The resulting impact of such transfers are apparent. Small arms and light weapons have flooded nations like Rwanda, Sudan, Somalia, and Bosnia-Herzegovina, not only fanning warfare, but also undermining international efforts to embargo arms and to compel parties to respect human rights. They have helped to undermine peacekeeping efforts and allowed heavily armed militias to challenge U.N. and U.S. troops. They raise the cost of relief assistance paid by countries like the United States. Yet the international community has no viable mechanism to monitor the transfer of light and small weapons, and neither the United Nations nor the Clinton administration has demonstrated the leadership required to control that trade.

It is increasingly clear that the proliferation of light weapons endangers not only internal, but also regional and international stability.

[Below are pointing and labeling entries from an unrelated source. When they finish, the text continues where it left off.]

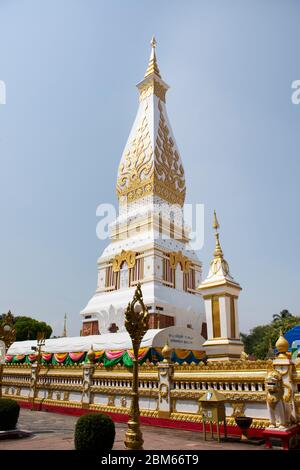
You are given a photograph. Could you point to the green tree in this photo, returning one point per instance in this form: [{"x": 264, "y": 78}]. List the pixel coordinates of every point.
[
  {"x": 258, "y": 342},
  {"x": 27, "y": 328}
]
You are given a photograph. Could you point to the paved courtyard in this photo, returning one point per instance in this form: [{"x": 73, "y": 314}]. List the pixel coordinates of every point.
[{"x": 53, "y": 431}]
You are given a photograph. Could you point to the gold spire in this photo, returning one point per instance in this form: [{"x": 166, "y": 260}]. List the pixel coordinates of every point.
[
  {"x": 218, "y": 253},
  {"x": 282, "y": 346},
  {"x": 152, "y": 66}
]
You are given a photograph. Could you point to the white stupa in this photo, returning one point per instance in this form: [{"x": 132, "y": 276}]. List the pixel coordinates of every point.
[{"x": 149, "y": 242}]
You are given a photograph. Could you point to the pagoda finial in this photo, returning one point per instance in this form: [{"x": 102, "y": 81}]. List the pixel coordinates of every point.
[
  {"x": 65, "y": 327},
  {"x": 152, "y": 66},
  {"x": 218, "y": 253}
]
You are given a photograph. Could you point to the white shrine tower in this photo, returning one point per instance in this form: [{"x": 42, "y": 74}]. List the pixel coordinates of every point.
[
  {"x": 149, "y": 242},
  {"x": 220, "y": 293}
]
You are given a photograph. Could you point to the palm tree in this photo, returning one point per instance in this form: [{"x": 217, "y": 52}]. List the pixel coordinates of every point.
[{"x": 283, "y": 314}]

The largest conventional arms exporter in the world is the United States. The Clinton administration has trumpeted the increased threat of the spread of weapons of mass destruction as the foremost danger facing the U.S. Yet it has issued hardly a word on conventional arms except to assert their importance to U.S. defense manufacturers. The Senate Appropriations Subcommittee of Foreign Operations reports, "Regrettably, the evidence clearly indicates that the Administration has sought to promote arms sales, rather than to reduce them."

While the vast majority of the U.S. major weapons transfers are public, most of its transfers of light weapons and small arms are not. No regular reporting is made to Congress in either classified or unclassified form. Many sales are private commercial transactions, and attempts to get detailed data on them through the Freedom of Information Act are routinely denied on proprietary grounds.

The United States, as the world's number one arms merchant, should take the lead in proposing new ways to control the flow of light weapons and small arms. An administration that is struggling to deal with crises in Rwanda, Bosnia, Somalia, and elsewhere should recognize its own need to check this type of proliferation and stop shooting itself in the foot.